Miller, on the other hand, suggests that “there may be a need for a secure contract mechanism for either government or the concessionaire, without penalty, to interrupt service in response to a safety concern”.

That could be one change the industry can expect to see in concession agreements, following the Morandi Bridge collapse. Others, according to one fund manager involved in the transport sector, could include: the public sector placing greater demands on private operators to meet required criteria regarding safety and quality of service; greater demand for reinvesting profits; and greater investment on the part of the public sector in ageing infrastructure.

“I personally believe that this should lead to further public-private co-operation as the public sector cannot cope with these massive investment needs due to financial constraints, but also because they will need the private sector’s technical and human resources,” the manager says.
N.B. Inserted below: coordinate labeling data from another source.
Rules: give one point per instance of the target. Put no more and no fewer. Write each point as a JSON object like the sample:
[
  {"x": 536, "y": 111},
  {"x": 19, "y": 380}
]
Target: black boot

While it’s clear that governments’ financial constraints – not just in Italy but in most parts of the world – will almost certainly lead to greater public-private co-operation, if there is one overarching lesson from the collapse of the Morandi bridge, it’s that any such co-operation must be imbued with much greater levels of transparency.

Case in point: when asked about what measures it had taken to ensure safe operation of the bridge, in response to a letter from the transport ministry alleging breach of contract, an Autostrade spokeswoman again refused to answer.

“The findings to the Ministry are private. It’s not public – it’s between the company and the MIT [Ministry of Infrastructure and Transport].”

That kind of response simply won’t do, not when 43 members of the public have lost their lives.